- The Washington Times - Saturday, July 8, 2006

BALTIMORE — Thirteen anti-war activists were given citations yesterday for protesting outside the National Security Agency headquarters at Fort Meade.

An agency security officer cited the activists for “entering into military facility for purposes prohibited by law” and ordered them to leave the area, protest organizers and an agency spokesman said. They were ordered to appear in U.S. District Court in Baltimore to be arraigned at a date to be announced.

Twenty-five persons participated in the protest, but only 13 who refused to stop carrying signs were cited, said Max Obuszewski, one of those cited and a member of the group Pledge of Resistance — Baltimore. They carried a banner reading “NSA = Crime Scene” and other signs protesting the agency’s involvement in the war in Iraq.

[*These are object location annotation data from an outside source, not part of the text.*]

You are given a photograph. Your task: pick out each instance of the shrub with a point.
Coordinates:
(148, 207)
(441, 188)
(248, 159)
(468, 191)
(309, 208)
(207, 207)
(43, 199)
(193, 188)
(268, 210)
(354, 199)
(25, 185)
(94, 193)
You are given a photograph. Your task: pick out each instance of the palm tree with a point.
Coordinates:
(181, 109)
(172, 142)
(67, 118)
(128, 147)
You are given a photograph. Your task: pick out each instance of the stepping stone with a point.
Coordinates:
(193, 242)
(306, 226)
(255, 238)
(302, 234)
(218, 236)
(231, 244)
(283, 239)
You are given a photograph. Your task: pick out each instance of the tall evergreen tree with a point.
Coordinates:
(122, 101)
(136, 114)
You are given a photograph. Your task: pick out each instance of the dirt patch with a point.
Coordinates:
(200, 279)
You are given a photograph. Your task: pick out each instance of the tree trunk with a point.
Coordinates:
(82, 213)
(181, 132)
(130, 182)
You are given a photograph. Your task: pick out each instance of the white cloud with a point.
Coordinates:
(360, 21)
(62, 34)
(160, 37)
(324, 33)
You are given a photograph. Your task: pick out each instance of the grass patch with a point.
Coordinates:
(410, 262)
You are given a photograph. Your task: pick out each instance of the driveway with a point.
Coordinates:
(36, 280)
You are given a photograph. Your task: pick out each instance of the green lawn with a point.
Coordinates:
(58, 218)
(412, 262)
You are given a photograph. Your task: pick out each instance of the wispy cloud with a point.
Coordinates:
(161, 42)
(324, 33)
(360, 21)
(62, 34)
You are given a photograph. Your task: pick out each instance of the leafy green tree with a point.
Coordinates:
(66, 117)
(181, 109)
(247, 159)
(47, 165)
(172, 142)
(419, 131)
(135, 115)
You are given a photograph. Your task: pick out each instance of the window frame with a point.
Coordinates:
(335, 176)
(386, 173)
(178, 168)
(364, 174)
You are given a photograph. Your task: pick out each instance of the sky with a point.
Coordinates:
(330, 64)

The activists were stopped on a public road near the entrance to the agency that provides access to two museums that are open to the public, Mr. Obuszewski said.

“We were on, I would argue, public property,” he said. “Anybody could go there and get gasoline. Anybody could go there and visit the two museums.”

The activists were handed a document dated May 12, 2005, indicating that “protests, public speeches, marches, sit-ins, political displays, or demonstrations” were banned at Fort Meade. But Mr. Obuszewski said he had protested at the same spot a few times since that date without being cited.

“They never showed us this document before,” he said. “Why were they allowing us out there before?”

Don Weber, an agency spokesman, declined to comment on that claim. Fort Meade policy specifies that protesters must submit a written request for a permit, he said.

“The requirement on Fort Meade is that they have a permit to protest,” Mr. Weber said. “They did not. Although they were given a couple of opportunities not to be, they chose to be cited.”

The Pledge of Resistance — Baltimore sent a letter last month to Lt. Gen. Keith B. Alexander, the agency’s director, seeking a meeting to discuss what it called “the illegal wiretapping and wholesale collection of Americans’ phone records” and “the NSA’s surveillance of our group.”

The organization has received no response, Mr. Obuszewski said.